I mean, like, he's not even correct by 3rd edition lore standards. The closest the 3rd edition Necron codex comes to addressing the topic of Necron intelligence and talking is saying that Necron Lords are silent (pages 2 and 16) but also saying that some Necrons retained their intelligence albeit in a diminished capacity (page 25). It doesn't say all Necrons are mute, or even that they rarely speak.
I'm currently getting some 40k lore-hounds to fact check whether or not they were silent in other pre-5th edition lore.
To actually contribute to the thread though, I recently re-read my favorite sci fi story "Virgin Planet", by Poul Anderson from like 1959.
The basic premise is a space explorer lands on a planet populated only by women - the planet had been part of a colonization project centuries prior where the women were on a separate ship from the men, and the men's ship never made it, and the women's ship crashed and left most of their technology in ruins so their society is basically medieval-level tech.

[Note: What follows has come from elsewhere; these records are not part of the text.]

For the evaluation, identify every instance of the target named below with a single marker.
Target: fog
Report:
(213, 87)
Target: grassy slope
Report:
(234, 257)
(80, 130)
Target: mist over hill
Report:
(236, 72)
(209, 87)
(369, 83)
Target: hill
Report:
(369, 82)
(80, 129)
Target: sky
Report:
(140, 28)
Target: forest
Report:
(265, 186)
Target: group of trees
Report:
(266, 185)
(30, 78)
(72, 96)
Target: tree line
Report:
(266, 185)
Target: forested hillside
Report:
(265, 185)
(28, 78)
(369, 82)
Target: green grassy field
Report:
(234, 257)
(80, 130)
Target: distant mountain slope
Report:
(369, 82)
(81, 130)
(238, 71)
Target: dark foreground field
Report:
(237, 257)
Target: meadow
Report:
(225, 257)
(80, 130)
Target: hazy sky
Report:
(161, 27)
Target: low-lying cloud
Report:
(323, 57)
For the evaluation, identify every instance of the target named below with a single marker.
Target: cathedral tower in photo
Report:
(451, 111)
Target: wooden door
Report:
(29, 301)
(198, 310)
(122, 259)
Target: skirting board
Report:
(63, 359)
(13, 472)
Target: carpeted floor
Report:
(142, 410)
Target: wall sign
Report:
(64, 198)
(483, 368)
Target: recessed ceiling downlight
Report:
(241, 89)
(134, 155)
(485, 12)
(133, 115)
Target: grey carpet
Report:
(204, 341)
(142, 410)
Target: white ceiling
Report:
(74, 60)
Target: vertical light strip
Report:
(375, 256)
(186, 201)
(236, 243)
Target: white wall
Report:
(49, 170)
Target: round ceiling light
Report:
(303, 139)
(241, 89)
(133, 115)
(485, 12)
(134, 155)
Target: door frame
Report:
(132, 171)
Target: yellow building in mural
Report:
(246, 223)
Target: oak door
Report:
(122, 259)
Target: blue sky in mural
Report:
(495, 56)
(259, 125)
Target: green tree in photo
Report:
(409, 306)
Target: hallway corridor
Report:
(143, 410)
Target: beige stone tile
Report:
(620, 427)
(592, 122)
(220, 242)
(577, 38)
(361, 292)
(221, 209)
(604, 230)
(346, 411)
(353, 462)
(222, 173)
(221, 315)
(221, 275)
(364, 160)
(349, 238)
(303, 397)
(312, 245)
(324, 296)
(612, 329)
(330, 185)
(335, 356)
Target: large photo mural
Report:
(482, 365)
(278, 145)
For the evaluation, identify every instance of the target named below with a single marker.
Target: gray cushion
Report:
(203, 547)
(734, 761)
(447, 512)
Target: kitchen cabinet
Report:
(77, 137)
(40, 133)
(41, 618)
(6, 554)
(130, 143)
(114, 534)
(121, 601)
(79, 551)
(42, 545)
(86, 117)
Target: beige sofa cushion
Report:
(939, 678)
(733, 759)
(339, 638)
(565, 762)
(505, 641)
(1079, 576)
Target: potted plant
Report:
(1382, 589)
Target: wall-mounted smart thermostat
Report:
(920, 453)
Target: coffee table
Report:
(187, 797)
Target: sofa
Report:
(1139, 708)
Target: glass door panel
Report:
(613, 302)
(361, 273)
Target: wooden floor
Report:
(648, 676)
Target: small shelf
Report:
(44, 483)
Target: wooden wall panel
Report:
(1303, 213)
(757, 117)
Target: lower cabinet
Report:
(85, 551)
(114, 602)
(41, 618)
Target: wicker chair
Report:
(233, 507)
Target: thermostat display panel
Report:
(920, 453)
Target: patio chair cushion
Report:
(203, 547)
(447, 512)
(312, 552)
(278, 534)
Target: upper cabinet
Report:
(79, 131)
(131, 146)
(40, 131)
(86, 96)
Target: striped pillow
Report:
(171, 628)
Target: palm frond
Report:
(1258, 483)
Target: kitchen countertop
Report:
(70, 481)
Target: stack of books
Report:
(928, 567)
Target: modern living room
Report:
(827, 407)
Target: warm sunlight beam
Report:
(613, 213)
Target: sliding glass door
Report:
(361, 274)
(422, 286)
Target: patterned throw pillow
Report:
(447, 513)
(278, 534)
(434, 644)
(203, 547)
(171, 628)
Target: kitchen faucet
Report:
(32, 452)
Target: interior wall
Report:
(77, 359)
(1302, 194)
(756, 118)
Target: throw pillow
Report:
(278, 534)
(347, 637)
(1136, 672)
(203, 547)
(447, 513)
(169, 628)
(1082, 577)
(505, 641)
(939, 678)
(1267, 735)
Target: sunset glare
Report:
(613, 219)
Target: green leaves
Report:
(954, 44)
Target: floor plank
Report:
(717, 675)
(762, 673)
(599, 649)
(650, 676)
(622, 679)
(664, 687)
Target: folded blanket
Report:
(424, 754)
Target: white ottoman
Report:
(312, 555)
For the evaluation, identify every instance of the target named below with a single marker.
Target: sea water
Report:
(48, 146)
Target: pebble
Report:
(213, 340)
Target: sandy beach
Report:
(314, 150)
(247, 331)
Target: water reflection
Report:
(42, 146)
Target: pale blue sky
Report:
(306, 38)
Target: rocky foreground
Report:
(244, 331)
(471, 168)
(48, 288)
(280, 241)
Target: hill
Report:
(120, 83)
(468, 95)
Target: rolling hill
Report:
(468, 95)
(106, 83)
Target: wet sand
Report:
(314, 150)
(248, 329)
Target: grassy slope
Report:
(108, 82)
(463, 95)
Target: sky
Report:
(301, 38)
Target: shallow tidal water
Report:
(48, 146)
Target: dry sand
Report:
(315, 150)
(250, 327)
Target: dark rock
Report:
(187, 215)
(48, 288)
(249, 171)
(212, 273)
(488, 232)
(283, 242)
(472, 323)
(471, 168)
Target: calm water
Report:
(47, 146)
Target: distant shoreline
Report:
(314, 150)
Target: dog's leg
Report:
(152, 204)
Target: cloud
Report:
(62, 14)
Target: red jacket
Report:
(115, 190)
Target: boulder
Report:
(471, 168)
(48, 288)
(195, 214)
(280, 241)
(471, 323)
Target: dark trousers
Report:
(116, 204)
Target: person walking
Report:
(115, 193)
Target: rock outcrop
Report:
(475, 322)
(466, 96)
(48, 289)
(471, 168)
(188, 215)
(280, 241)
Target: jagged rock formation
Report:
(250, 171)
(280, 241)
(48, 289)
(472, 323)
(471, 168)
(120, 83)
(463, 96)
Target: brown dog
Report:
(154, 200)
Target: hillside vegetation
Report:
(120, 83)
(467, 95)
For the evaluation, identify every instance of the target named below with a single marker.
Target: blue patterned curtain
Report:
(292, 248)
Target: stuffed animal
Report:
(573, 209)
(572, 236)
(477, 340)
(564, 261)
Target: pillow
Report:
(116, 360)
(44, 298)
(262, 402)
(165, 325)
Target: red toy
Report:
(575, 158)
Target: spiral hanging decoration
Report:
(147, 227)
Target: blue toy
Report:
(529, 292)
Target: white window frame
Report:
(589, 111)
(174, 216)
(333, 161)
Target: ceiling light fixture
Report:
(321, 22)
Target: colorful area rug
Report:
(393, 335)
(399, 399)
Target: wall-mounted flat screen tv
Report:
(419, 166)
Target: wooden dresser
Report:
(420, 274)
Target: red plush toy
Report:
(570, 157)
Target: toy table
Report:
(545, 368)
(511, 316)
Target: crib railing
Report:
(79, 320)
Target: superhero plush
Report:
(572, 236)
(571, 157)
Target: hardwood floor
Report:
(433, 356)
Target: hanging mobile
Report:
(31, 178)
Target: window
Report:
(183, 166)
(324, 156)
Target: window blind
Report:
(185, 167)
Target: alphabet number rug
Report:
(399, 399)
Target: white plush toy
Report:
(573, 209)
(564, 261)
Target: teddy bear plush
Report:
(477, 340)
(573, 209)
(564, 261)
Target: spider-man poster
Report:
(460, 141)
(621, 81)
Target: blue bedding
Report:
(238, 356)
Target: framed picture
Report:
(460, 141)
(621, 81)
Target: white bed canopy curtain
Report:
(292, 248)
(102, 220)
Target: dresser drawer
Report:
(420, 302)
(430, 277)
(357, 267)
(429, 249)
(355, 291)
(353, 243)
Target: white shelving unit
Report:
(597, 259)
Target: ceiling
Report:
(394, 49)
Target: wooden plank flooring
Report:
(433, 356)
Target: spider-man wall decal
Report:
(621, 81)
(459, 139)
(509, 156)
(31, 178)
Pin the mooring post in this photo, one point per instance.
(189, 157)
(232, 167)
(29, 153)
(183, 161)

The women reproduce via cloning machines (their only surviving tech) so there's, like, 100 different women who all get cloned so all the women on the planet are one of those 100 at various ages, and each woman "type" is something of a specialist or personality type in the society (warrior, builder, artisan, diplomat, leader, cook, etc).
So these women have been waiting centuries for the coming of The Men, these mythical creatures that they know exist but have never seen, and this space explorer lands on their planet not knowing anything about it, and since he's just some dude they completely don't believe he's A Man because he's not bold and smart and perfect and a warrior and superhuman and noble (and they have no idea what A Man looks like), and it turns into a civil war between the women who start to believe he's A Man and the women who are convinced he's not. On top of that, there's a ruling class of women who actively never want the Men to show up because they know it would screw up their power dynamic, so they try to discredit the space explorer and ideally kill him so no more Men show up.
The space explorer, being a guy, tries to sleep with pretty much anyone he can but there ends up being exactly zero sex scenes in the whole story because he either botches it or gets hilariously interrupted or something every time. Even among the women who believe he's A Man, they constantly have to save his ass because he's largely inept and no good in a fight.
He falls in love with two of them (they're genetic twins so it's easy to do) and it turns into a humorous love triangle, and in the end the space explorer helps overthrow the ruling class with the promise that he will bring more Men, and the final page is one of my favorite final pages in any story ever and always makes me smile.
There are elements that haven't aged perfectly (it's a 65 year old story) and some plot elements I think could have been stronger but on the whole it's a lot of fun and doesn't take itself too seriously and plays around with some tropes you'd expect to see in a story like this, and I absolutely love the final page of the narrative.